Агата Кристи - Бремя любви
– Эти малыши – такая гадость, – с сочувствием согласился Болдок. – Ни зубов, ни волос, и орут до посинения. Матери, конечно, их любят, иначе эти несчастные скотины вообще бы никогда не выросли. Но когда ему будет три или четыре года, ты обнаружишь, что он не так уж плох. Как щенок или котенок.
– Чарльз умер, – сказала Лаура. – Как вы думаете, мой новый братик тоже умрет?
Он глянул на нее и твердо сказал:
– И не думай. Молния не ударяет дважды в одно место.
– Так и кухарка говорит. Это означает, что одно и то же не происходит дважды, да?
– Именно так.
– Чарльз… – начала было Лаура, но остановилась. И Болдок опять скользнул по ней быстрым взглядом.
– С чего ты взяла, что будет братик? С таким же успехом может быть сестричка.
– Маме кажется, что будет братик.
– Я бы на твоем месте не верил. Она будет не первой женщиной, которая ошиблась.
Лицо Лауры вдруг осветилось.
– Как Джосафат, – сказала она. – Самый последний котенок. А он оказался девочкой. Теперь его зовут Джозефина.
– Ну вот, – подбодрил ее Болдок. – Не люблю пари, но тут готов поспорить на деньги, что будет девочка.
– Правда? – с горячностью спросила Лаура.
Она улыбнулась такой благодарной и милой улыбкой, что Болдок был потрясен.
– Спасибо, – сказала она. – Я пойду. – Она вежливо добавила:
– Надеюсь, я не помешала вам работать?
– Все нормально. Я всегда рад тебя видеть, если по серьезному делу. Я знаю, что ты не станешь врываться ко мне ради пустяковой болтовни.
– Конечно не стану, – искренне сказала Лаура.
Она выскользнула и плотно прикрыла за собой дверь.
Беседа очень ободрила ее. Она знала, что мистер Болдок – очень умный человек.
«Скорее ошибается мама, чем он», – подумала она.
Сестричка? С этой мыслью она могла примириться.
Сестра – это всего лишь вторая Лаура, но в худшем исполнении. Лаура без зубов и без волос и совсем неразумная.

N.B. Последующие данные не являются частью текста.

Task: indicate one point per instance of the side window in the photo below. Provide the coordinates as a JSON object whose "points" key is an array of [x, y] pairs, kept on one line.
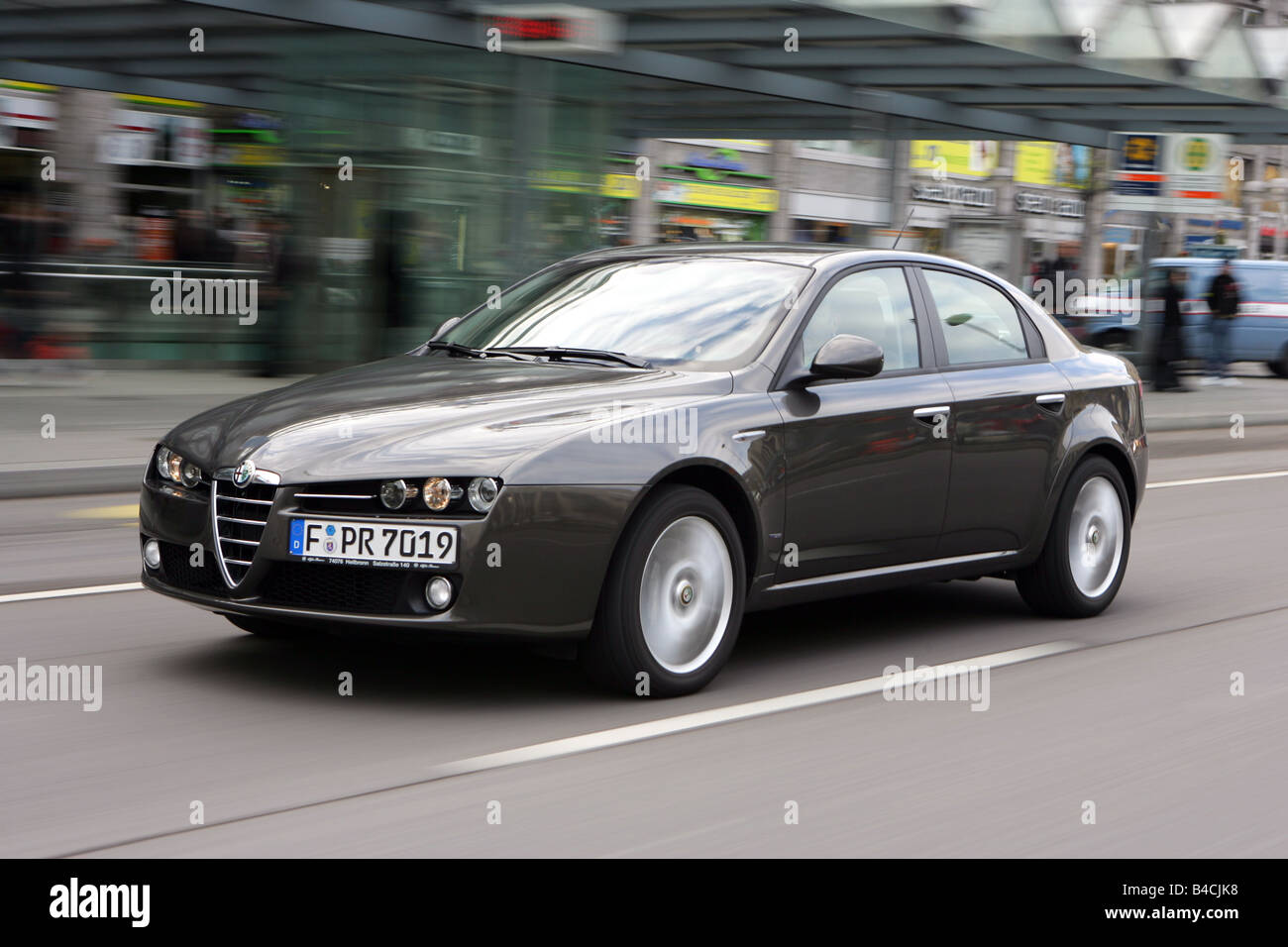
{"points": [[979, 322], [874, 304]]}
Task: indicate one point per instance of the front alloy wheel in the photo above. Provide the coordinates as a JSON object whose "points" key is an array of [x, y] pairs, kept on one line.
{"points": [[673, 600]]}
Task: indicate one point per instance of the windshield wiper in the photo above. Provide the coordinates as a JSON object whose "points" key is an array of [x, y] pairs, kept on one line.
{"points": [[458, 350], [565, 352]]}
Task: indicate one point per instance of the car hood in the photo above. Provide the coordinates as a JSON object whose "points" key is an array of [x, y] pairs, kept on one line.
{"points": [[421, 415]]}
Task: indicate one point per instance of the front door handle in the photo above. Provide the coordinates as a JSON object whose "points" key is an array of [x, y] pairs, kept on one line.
{"points": [[928, 415], [1051, 402]]}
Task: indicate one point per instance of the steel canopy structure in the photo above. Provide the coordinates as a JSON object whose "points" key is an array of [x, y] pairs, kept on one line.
{"points": [[1052, 69]]}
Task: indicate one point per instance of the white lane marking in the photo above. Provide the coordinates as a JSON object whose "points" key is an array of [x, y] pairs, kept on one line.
{"points": [[69, 592], [669, 725], [1224, 478]]}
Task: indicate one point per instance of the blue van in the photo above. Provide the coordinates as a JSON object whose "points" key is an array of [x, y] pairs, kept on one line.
{"points": [[1260, 331]]}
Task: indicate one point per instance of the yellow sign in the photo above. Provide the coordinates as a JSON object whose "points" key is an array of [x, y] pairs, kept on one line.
{"points": [[572, 182], [622, 185], [1052, 163], [700, 193], [973, 158]]}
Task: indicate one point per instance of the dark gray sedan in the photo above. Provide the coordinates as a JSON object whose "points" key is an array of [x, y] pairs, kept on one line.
{"points": [[631, 449]]}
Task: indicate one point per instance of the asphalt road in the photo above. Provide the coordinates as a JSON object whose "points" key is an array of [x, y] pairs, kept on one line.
{"points": [[1131, 711]]}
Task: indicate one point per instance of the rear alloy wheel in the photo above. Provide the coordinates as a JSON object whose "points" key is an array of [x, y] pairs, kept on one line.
{"points": [[1085, 557], [268, 629], [673, 599]]}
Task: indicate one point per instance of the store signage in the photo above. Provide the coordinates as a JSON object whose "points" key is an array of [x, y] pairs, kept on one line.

* * *Сознание Анджелы прорывалось сквозь милосердный дурман анестезии, а васильковые глаза спрашивали то, что не решались произнести губы:
«Ну как… кто?»
Медсестра в присущей всем сестрам манере ответила бодро и оживленно:
– У вас чудная девочка, миссис Франклин.
– Девочка… девочка… – Синие глаза закрылись.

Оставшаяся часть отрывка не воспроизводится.